Monday, September 24, 2007

Over and Done With

Coatsworth presses A. on the facts of the Holocaust, which C. points out are documented. Why is A. calling for more research?

A.: "I am an academic and you are as well. Can you argue that researching a phenomenon is over, done? There are different perspectives that come to light. Why should we stop the progress of science and knowledge. Do you ever take what's absolute in physics. Math, physics were proved wrong.”

Coatsworth points out that the facts of the Holocaust are well established. So questioning them sounds like denial

Some clapping.

A.: "I tried to uphold the rights of European scholars. There has been more research on physics than there is on the Holocaust. There’s nothing wrong with doing it [research.] Women in Iran enjoy the highest levels of freedom. 90% of Iranians turn up for votes.”

Now he’s talking about executions. Says there is capital punishment in US too. People clap

A.: "In Iran, we don’t have homosexuals like in your country."

Boos from the crowd -- also laughs.

A.: "I don't know who told you that we have it. It's not a crime to be a woman. Women are the best creatures created by God."

Coatsworth asks what A. hoped to achieve by coming to Columbia.

"I've been invited by Columbia, an official invitation given. In Iran, when you invite a guest, you respect them. I wanted to go to the site of the September 11th tragedy to show my sympathy.”

C.: Why is your country seeking enriched uranium?

A. says program is within confines of law. The technology they have is for enrichment below 5% level, so it’s just for power plants.

A. asks how can US criticize Iran when it has nukes of its own.

A lot of applause.

A. tells a joke: “I think the politicians who are after atomic bombs...politically they’re backward, retarded.”

Coatsworth asks, “Is Iran ready to negotiate with the US?

A.: "Other than with two countries, we are ready to have friendly relations and talks. One of those two contries is the apartheid movement of South Africa, and the second is the Zionist regime. The US could actually be a good friend for the Iranian nation. Iranians could be some of the US’ best friends.”


Jared said...

Just one small point...when A. said there were no homosexuals in Iran, the crowd actually laughed at him.

Bollinger also claimed in his opening remarks that he didn't think A. had the intellectual courage to answer his questions in a direct way.

And A. repeatedly noted that he was insulted by B's opening remarks, and he felt that B. was being inhospitable.

By the way, in case you did not know, I believe that CNN (or CSpan--I'll have to check) broadcasted the entire event.

The BBC was shooting right next to me at one point. It was a circus.

My favorite flyer (of the many flyers from every position imaginable--you mentioned the "Ahmedinejad is bad, Bush is worse" poster) said: "Save a Tree. Print Less Flyers." For which, the grammar police went around and changed "less" to "fewer." Oh, the irony.

I am glad the event is over, but the ramifications remaint to felt and discussed.

Jeha said...

I am glad that President Ahmadinejad voiced his opposition to the "apartheid movement of South Africa". Finally someone is standing up for the rights of oppressed people everywhere.

Now if we can just get him to support the Liberation movement in Rhodesia...

J. said...

Thanks for the play by play Noah and Jennie!

Noah K said...


What shall I say, LOL? I'm dying of laughter at your comment. I needed that.

Noah S. said...

I was thinking of going up to campus with my expired Columbia card and watching the Q&A, but then I saw on TV what a madhouse it was and thought better of it. Good thing there's academia on the internet these days.

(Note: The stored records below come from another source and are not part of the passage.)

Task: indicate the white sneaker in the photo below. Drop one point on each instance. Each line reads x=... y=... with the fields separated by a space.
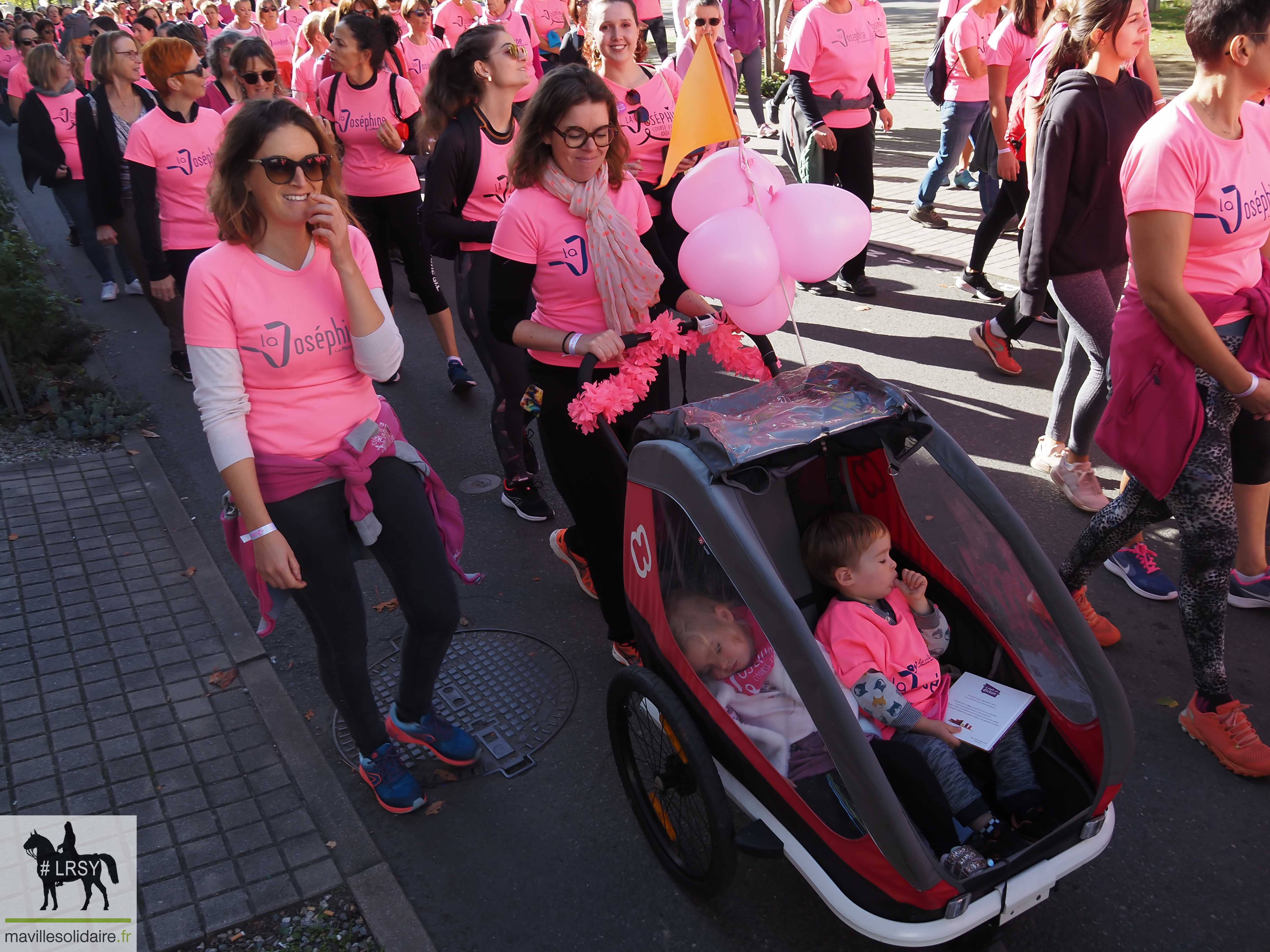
x=1080 y=484
x=1048 y=452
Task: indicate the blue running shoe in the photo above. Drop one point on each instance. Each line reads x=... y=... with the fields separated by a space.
x=1251 y=595
x=1137 y=567
x=397 y=790
x=449 y=743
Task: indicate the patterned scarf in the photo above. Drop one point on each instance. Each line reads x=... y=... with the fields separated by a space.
x=625 y=276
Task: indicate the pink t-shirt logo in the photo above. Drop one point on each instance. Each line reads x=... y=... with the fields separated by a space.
x=574 y=254
x=187 y=162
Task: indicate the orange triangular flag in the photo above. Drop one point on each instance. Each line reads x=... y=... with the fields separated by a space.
x=703 y=115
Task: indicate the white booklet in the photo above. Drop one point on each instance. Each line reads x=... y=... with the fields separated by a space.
x=984 y=710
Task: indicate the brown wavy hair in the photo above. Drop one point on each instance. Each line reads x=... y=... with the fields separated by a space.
x=228 y=199
x=562 y=89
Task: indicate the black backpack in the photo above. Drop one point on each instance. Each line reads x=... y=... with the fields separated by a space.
x=468 y=122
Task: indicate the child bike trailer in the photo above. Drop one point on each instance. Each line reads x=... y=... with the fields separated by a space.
x=718 y=496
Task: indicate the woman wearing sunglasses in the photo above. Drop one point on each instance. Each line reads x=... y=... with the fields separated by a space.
x=375 y=115
x=469 y=113
x=577 y=234
x=281 y=39
x=290 y=414
x=257 y=74
x=500 y=13
x=646 y=107
x=421 y=46
x=171 y=153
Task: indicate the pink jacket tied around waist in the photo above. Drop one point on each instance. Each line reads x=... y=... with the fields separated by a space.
x=285 y=476
x=1155 y=416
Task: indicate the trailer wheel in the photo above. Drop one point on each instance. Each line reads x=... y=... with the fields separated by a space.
x=671 y=781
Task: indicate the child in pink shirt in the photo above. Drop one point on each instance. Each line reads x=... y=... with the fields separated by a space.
x=884 y=636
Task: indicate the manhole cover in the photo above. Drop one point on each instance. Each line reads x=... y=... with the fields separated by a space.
x=509 y=690
x=481 y=483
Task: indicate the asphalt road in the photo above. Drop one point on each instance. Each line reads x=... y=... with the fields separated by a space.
x=553 y=860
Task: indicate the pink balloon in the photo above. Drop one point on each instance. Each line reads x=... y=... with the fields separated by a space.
x=718 y=183
x=732 y=256
x=817 y=229
x=770 y=314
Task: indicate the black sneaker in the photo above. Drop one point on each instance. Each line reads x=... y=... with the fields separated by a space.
x=978 y=285
x=181 y=366
x=460 y=380
x=860 y=287
x=523 y=496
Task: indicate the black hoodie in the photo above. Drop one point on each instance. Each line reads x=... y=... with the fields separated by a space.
x=1076 y=211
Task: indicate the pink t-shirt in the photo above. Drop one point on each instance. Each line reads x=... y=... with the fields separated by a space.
x=492 y=188
x=20 y=84
x=418 y=60
x=453 y=20
x=859 y=640
x=839 y=53
x=1009 y=48
x=291 y=332
x=521 y=27
x=370 y=169
x=61 y=111
x=1175 y=164
x=538 y=229
x=967 y=31
x=282 y=41
x=9 y=59
x=182 y=155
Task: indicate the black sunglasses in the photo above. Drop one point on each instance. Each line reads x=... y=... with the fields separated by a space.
x=280 y=171
x=633 y=99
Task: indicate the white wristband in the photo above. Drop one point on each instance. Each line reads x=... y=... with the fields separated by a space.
x=256 y=534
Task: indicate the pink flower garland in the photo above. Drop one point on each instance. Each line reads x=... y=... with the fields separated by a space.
x=619 y=394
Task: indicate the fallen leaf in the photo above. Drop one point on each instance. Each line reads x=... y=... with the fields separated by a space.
x=223 y=680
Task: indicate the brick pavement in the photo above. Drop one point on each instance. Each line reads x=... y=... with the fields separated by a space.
x=105 y=654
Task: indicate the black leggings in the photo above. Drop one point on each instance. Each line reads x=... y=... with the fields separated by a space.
x=853 y=166
x=409 y=550
x=592 y=482
x=506 y=366
x=397 y=219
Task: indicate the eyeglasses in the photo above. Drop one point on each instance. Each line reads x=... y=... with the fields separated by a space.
x=576 y=136
x=633 y=99
x=280 y=171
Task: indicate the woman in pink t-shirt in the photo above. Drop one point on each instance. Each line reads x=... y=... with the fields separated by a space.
x=288 y=332
x=469 y=115
x=50 y=152
x=832 y=58
x=646 y=108
x=374 y=115
x=577 y=234
x=1192 y=348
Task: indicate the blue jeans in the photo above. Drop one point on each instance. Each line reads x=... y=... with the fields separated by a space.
x=957 y=122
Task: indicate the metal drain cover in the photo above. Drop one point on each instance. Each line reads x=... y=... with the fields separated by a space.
x=481 y=483
x=509 y=690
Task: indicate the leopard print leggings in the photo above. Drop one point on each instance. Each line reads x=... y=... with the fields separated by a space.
x=1203 y=504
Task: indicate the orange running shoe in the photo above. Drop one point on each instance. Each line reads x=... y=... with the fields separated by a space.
x=1103 y=630
x=581 y=571
x=1229 y=734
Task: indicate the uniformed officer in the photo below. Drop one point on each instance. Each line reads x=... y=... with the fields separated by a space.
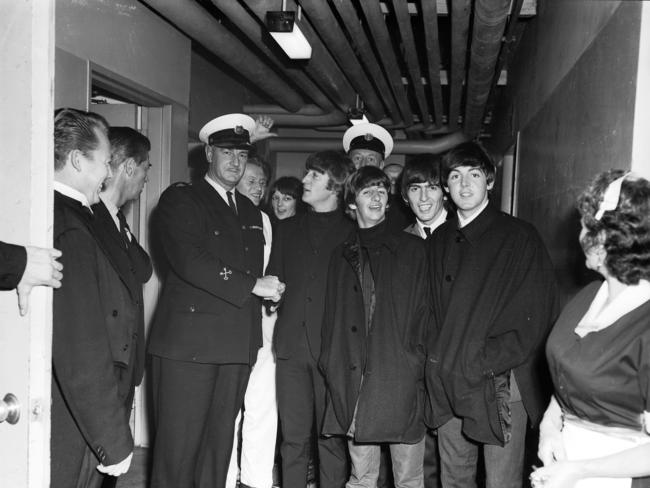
x=367 y=145
x=207 y=328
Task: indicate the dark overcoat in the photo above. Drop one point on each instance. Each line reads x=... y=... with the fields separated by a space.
x=380 y=372
x=134 y=267
x=206 y=312
x=302 y=266
x=494 y=301
x=93 y=338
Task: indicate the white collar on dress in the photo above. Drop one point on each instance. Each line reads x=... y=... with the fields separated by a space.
x=600 y=316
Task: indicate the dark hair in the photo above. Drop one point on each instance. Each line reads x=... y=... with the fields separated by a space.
x=623 y=232
x=260 y=163
x=424 y=168
x=127 y=143
x=334 y=164
x=287 y=185
x=364 y=177
x=75 y=129
x=468 y=154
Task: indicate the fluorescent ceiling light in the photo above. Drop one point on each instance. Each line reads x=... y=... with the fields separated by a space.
x=287 y=34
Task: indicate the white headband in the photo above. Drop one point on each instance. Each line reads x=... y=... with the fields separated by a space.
x=611 y=196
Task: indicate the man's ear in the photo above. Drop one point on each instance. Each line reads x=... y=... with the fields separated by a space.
x=129 y=166
x=74 y=158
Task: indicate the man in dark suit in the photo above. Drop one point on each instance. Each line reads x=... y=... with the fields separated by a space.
x=207 y=328
x=93 y=321
x=24 y=267
x=129 y=166
x=301 y=251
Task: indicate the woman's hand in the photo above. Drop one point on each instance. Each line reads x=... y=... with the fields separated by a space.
x=562 y=474
x=551 y=445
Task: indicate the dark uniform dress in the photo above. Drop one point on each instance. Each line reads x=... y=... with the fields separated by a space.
x=602 y=378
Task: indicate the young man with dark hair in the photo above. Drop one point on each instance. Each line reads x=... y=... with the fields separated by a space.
x=129 y=166
x=374 y=335
x=493 y=304
x=300 y=255
x=422 y=191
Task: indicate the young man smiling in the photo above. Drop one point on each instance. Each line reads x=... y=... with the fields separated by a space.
x=374 y=335
x=494 y=302
x=301 y=252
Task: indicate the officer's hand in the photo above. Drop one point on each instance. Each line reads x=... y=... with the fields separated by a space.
x=116 y=469
x=269 y=287
x=42 y=268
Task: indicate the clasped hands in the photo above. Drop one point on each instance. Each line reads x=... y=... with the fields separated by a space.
x=269 y=287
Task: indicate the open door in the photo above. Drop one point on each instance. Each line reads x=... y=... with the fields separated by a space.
x=26 y=165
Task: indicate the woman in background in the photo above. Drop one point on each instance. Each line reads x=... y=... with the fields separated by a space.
x=285 y=198
x=596 y=430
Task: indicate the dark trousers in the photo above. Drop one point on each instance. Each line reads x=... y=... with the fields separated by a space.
x=300 y=390
x=194 y=407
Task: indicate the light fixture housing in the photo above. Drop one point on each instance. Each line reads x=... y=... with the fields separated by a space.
x=357 y=115
x=283 y=28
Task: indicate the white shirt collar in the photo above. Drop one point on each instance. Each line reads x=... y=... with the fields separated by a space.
x=442 y=216
x=600 y=316
x=462 y=222
x=220 y=189
x=73 y=193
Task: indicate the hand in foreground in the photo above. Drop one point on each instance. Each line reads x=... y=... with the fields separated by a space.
x=42 y=269
x=269 y=287
x=262 y=129
x=562 y=474
x=116 y=469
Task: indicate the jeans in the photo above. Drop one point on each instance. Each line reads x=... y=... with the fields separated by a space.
x=407 y=462
x=503 y=465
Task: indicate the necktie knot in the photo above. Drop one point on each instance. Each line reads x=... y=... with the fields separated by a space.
x=231 y=201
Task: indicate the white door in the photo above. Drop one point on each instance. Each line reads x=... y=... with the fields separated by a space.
x=26 y=167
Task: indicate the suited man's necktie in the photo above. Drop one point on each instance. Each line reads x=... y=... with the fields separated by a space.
x=123 y=228
x=231 y=202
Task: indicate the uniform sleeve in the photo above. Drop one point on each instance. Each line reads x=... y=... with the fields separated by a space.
x=530 y=307
x=13 y=260
x=183 y=239
x=81 y=353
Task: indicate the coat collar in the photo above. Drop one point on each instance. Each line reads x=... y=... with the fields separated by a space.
x=480 y=225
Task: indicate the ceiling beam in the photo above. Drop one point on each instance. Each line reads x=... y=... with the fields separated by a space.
x=409 y=52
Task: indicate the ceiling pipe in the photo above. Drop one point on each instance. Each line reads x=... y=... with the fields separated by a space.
x=321 y=68
x=308 y=116
x=435 y=146
x=429 y=14
x=489 y=24
x=200 y=25
x=321 y=16
x=400 y=7
x=377 y=25
x=348 y=14
x=460 y=12
x=240 y=17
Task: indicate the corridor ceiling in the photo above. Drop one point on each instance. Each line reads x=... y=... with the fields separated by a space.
x=425 y=67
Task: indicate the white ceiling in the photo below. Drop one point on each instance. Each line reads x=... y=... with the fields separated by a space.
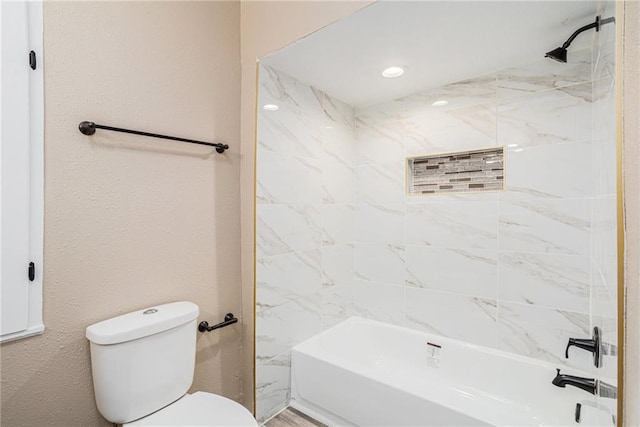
x=438 y=42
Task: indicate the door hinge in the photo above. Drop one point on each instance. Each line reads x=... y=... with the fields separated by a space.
x=32 y=60
x=32 y=271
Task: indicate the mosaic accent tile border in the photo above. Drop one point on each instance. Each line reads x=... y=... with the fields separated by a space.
x=463 y=171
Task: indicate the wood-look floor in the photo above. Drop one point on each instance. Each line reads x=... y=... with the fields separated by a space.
x=292 y=418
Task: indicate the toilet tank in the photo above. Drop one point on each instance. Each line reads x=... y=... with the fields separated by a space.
x=144 y=360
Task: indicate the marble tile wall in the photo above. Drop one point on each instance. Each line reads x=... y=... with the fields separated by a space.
x=520 y=270
x=523 y=269
x=304 y=226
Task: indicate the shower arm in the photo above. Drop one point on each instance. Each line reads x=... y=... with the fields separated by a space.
x=599 y=22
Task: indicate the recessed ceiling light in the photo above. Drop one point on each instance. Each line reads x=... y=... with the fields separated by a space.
x=393 y=72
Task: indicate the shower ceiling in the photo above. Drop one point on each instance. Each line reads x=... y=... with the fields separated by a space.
x=436 y=42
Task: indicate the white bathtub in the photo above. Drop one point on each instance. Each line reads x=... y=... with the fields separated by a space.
x=366 y=373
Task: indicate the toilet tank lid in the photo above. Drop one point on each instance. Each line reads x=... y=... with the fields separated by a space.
x=142 y=323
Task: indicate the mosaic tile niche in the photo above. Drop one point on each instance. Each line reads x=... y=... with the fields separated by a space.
x=463 y=171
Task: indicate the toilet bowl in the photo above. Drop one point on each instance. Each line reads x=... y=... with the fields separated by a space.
x=143 y=364
x=199 y=409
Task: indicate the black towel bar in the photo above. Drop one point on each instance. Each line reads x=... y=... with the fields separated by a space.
x=89 y=128
x=229 y=319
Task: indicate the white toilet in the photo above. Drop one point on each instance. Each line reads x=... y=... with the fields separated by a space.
x=143 y=363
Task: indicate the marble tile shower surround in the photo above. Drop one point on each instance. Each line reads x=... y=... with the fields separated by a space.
x=519 y=270
x=305 y=234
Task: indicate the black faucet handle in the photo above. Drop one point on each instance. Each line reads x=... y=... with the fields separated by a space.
x=592 y=345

If I had gone, it would've been difficult to restrain myself from staging a counter-protest against some of the Jewish groups who were protesting Columbia's invitation to A. I found their behavior repulsive and anti-democratic. Protest A.'s beliefs, fine, but don't come and protest a university's decision to host a world leader, ESPECIALLY when the university's president has vowed to "grill" him.

Tony Judt is licking his lips, and for good reason. These groups who want to stifle academic exchange are the same who oppose diplomacy with Syria, call the board members of the Khalil Gibran school terrorists, and probably have Sunday brunch with Abe Foxman.

Nadia Polukhin said...

Rather unrelated question to this post, but how the hell did A. get into the United States? Let me be more specific: does anyone know what type of visa status he entered under? Must have been a diplomatic UN issued travel document. Bc I'm just thinking (working in immigration law), about that immigration officer that had to process his visa request......

Question on a visa application:
"4. Have you ever been a member of a terroristic government?"